In another aspect there is provided a circumsporozoite protein (CSP) antigen binding protein comprising a variable heavy chain of SEQ ID NO: 7 and a variable light chain sequence of SEQ ID NO:8 and wherein the antigen binding protein has increased effector function and increased half life.

In another aspect there is provided a circumsporozoite protein (CSP) antigen binding protein comprising a variable heavy chain of SEQ ID NO: 7 and a variable light chain sequence of SEQ ID NO:8 and wherein the antigen binding protein is mutated in positions G236A, A330L, I332E, M428L and N434S. In one aspect the antigen binding protein has increased effector function and increased half life.

In another aspect there is provided a circumsporozoite protein (CSP) antigen binding protein comprising a variable heavy chain of SEQ ID NO: 7 and a variable light chain sequence of SEQ ID NO:8 and wherein the antigen binding protein is mutated in positions S239D, I332E, G236A, T250V, A287F, M428L and N434S. In one aspect the antigen binding protein has increased effector function and increased half life.

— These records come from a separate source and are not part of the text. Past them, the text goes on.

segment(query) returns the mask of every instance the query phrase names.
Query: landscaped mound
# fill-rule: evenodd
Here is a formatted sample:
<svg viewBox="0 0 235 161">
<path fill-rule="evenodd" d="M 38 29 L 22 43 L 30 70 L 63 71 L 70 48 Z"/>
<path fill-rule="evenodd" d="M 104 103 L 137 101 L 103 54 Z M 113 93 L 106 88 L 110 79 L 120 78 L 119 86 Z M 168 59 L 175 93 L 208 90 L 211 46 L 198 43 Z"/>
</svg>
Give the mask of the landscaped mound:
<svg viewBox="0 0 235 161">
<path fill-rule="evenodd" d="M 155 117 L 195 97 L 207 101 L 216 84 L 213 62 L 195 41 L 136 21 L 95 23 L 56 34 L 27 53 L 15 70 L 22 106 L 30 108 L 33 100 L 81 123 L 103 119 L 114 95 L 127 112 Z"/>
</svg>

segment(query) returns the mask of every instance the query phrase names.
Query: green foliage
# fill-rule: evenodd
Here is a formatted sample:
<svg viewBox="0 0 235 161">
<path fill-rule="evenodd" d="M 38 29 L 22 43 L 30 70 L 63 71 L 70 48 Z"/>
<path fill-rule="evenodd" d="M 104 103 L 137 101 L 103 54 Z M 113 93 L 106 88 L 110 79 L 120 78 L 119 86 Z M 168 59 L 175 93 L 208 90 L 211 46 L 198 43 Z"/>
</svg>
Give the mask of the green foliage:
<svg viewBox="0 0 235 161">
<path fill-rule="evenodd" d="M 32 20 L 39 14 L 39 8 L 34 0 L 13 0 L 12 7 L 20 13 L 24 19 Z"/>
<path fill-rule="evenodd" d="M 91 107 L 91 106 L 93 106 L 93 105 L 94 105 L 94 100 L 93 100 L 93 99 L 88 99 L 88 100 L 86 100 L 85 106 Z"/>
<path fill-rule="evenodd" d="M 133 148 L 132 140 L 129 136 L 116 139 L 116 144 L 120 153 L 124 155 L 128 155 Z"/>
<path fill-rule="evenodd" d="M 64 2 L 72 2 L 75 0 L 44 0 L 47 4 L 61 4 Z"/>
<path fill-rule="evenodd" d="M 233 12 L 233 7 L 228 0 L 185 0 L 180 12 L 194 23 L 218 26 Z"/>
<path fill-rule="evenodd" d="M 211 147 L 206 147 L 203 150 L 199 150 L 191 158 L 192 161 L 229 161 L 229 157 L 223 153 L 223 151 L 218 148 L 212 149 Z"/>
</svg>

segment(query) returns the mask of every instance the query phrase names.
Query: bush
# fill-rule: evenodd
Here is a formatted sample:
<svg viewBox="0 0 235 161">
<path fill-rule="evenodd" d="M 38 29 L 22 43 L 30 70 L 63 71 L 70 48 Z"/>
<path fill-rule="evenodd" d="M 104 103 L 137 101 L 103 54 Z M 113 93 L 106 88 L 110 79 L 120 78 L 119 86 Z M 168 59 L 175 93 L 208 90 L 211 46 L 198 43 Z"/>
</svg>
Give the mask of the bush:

In another aspect there is provided a circumsporozoite protein (CSP) antigen binding protein comprising a variable heavy chain of SEQ ID NO: 17 and a variable light chain sequence of SEQ ID NO:18 and wherein the antigen binding protein has increased effector function and increased half life.

In another aspect there is provided a circumsporozoite protein (CSP) antigen binding protein comprising a variable heavy chain of SEQ ID NO: 17 and a variable light chain sequence of SEQ ID NO:18 and wherein the antigen binding protein is mutated in positions G236A, A330L, I332E, M428L and N434S. In one aspect the antigen binding protein has increased effector function and increased half life.

In another aspect there is provided a circumsporozoite protein (CSP) antigen binding protein comprising a heavy chain of SEQ ID NO: 9 and a light chain sequence of SEQ ID NO:10.

In one aspect there is provided a nucleic acid sequence encoding the heavy chain of SEQ ID NO:9; and/or a nucleic acid sequence encoding the light chain of SEQ ID NO: 10.

In one aspect there is provided an expression vector or vectors comprising a nucleic acid sequence encoding the heavy chain of SEQ ID NO:9; and/or a nucleic acid sequence encoding the light chain of SEQ ID NO: 10.

In one aspect there is provided a recombinant host cell comprising the nucleic acid sequence(s) encoding the heavy chain of SEQ ID NO:9; and/or a nucleic acid sequence encoding the light chain of SEQ ID NO: 10 or an expression vector or vectors comprising a nucleic acid sequence encoding the heavy chain of SEQ ID NO:9; and/or a nucleic acid sequence encoding the light chain of SEQ ID NO: 10.